I reverse-engineered the field from replay data first. The baseline opponents in the sandbox were measurably passive — heavy on fallback "check/fold" lines and cautious calling. Against a passive, over-folding field, the maximally exploitative response is simple: apply pressure constantly and only slow down with a real reason. I encoded opponent typing (value-bet versus calling stations, pressure versus tight regulars) so the aggression was targeted rather than blind, and let TrueSkill do the rest over thousands of hands.

The result was a top-of-leaderboard finish with a deliberately small, legible policy — no black box, every decision traceable to a rule.

Why this is interesting beyond poker

Heads-up Hold'em is one of the cleanest available testbeds for 1v1 adversarial decision-making under uncertainty, and the lesson generalizes:

Exploitation beats equilibrium against a non-optimal field. You don't need a game-theory-optimal solver to win — you need to measure how the population deviates and attack the deviation. That's true in security (attackers exploit predictable defenders), negotiation, and competitive RL.
Consistency is the real skill signal. A TrueSkill #1 over a large sample is a much stronger claim than a high-variance leaderboard spike. How we measure agent skill is at least as important as the agents themselves.
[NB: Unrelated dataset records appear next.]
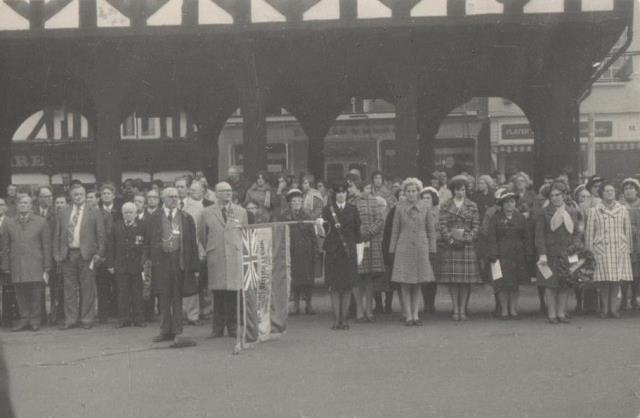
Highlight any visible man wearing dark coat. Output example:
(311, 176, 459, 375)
(97, 183, 119, 323)
(1, 196, 52, 331)
(146, 188, 200, 343)
(107, 202, 148, 328)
What I'd study with dataset access

Quantify the exploitation gap: how much edge comes from being maximally exploitative versus playing a balanced/unexploitable line, across the real population — and how that gap shrinks as the field gets tougher.
Adaptation under non-stationarity: the field evolves as stronger agents enter. Can a simple opponent-typed policy keep adapting without retraining, and where does it break?
TrueSkill as a skill estimator: how many hands does it actually take for the conservative score to separate a real edge from variance? A practical answer would help anyone benchmarking competitive agents.

A 1v1 arena with full replay data and a confidence-aware ranking is the right place to study all three.